Here in the EastBay (from whence the article originated) the largest gainers are likely to be the smaller chains: Andronico’s has been growing rapidly, and Whole Foods established a strong presence in Berkeley years ago when Co-Op went el foldo. Albertsons still has a large number of stores in the higher income areas here, and those (high end) stores would seem like a good fit in such areas.
I’m not at all sure that Safeway will be a long term beneficiary: the two stores are already in competition in most areas, and those people that want to shop at Safeway already can…nobody is going to like a store if they’re forced to shop there.
And who knows, Albertsons may even be kept as a going concern, or better yet, BRING BACK LUCKY’S !

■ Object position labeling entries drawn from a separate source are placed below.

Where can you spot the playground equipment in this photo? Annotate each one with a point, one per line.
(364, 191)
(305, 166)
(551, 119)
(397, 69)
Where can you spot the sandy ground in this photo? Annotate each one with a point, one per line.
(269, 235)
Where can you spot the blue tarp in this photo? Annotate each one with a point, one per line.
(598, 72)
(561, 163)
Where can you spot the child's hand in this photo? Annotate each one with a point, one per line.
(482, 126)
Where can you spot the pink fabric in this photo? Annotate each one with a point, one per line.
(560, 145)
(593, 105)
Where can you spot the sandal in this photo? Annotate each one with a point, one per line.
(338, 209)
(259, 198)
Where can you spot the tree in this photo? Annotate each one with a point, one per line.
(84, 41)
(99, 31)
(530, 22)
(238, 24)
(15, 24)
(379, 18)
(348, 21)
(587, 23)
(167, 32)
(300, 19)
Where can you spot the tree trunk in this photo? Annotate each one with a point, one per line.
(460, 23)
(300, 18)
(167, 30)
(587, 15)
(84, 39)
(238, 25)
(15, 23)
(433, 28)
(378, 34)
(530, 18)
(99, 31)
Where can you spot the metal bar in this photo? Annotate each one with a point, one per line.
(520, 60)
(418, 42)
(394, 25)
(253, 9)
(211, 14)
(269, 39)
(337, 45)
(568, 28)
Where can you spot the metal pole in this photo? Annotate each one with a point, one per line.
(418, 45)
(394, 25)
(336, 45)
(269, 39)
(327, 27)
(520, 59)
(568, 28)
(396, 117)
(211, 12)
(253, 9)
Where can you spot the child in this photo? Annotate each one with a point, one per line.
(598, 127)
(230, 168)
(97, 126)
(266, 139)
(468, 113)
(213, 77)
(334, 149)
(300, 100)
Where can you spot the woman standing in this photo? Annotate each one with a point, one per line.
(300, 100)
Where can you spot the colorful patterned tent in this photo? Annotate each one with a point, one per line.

Albertsons covers a lot of territory, so it may be reasonable to consider that the anticipated deal will open varying competitive opportunities in different markets. Here in the Southwest, I’d venture that smart regional players like Basha’s, Sprouts, and Sunflower will gain a little ground.
As for Safeway, I believe its transition opportunity will also vary by region. It has a nice marketing campaign going at the moment. If it can execute on it at the store level, the company may be able to drive some incremental share of wallet while Albertsons is focused on the transaction.
The logical choice might be Safeway, but when has Safeway been able to take advantage of opportunities in the past with any sort of success? If Safeway does benefit, it will be short lived. In the long run, chains that are on both ends of the hourglass will benefit the most.
No one competitor necessarily benefits from the Albertsons deal. Whichever chain clearly defines a customer base and provides value to that customer base wins.
I agree with the Chicago assessment. Jewel has tried under outside ownership whereas Dominick’s has not. Across the country, I believe, the same strategy has worked for Albertsons – keep decision making at the local level to appease your customers. Seems to me that Safeway should worry more about that issue than raiding the Albertsons cupboard for a few months.
All of the major food and drug stores will be benefiting from the “hiccups” taking place during the transitory period as Albertsons/Sav-On changes management, culture, and even product offerings. These include Wal-Mart, Safeway, CVS, the clubs, etc. None of these competitors have to do anything except maintain a stable status quo, as customers consider shopping elsewhere and become alienated during the acquisition process. Transitions are expensive and tend to estrange customers, rather than retain them. In the very competitive food and drug retail marketplace, even the smallest change can require tremendous resource allocation to correct. For Supervalu et al. this will be difficult not to do as they try to manage this transition process. The key to their success will be recognizing changes that have isolated their customer base and then how fast they can implement damage control.
Safeway Stores have been taking over customers from Albertsons for years! In Northern CA, Lucky Stores held there own before Albertsons came into the market. Kroger and the independent Stores are also ready to take up the slack from Albertsons, the only company that’s not ready is Ahold.
Neil Stern is right; in transition times all competitors are in a position to advance, provided they keep faith with the consumer.
“All politics is local,” said Tip O’Neill. He wasn’t talking about groceries, but grocery shopping is about as local as you can get. The #1 opportunity for the Albertsons competitors: steal the talented Albertsons people ASAP, if you haven’t already. And do everything you can to hold onto the best people you already have. The grand national strategies won’t mean anything if the local management is lousy. If the new owners are smart they’re already making a list of who’s worth keeping and who isn’t, and they’ll raid the competition to replace the weak.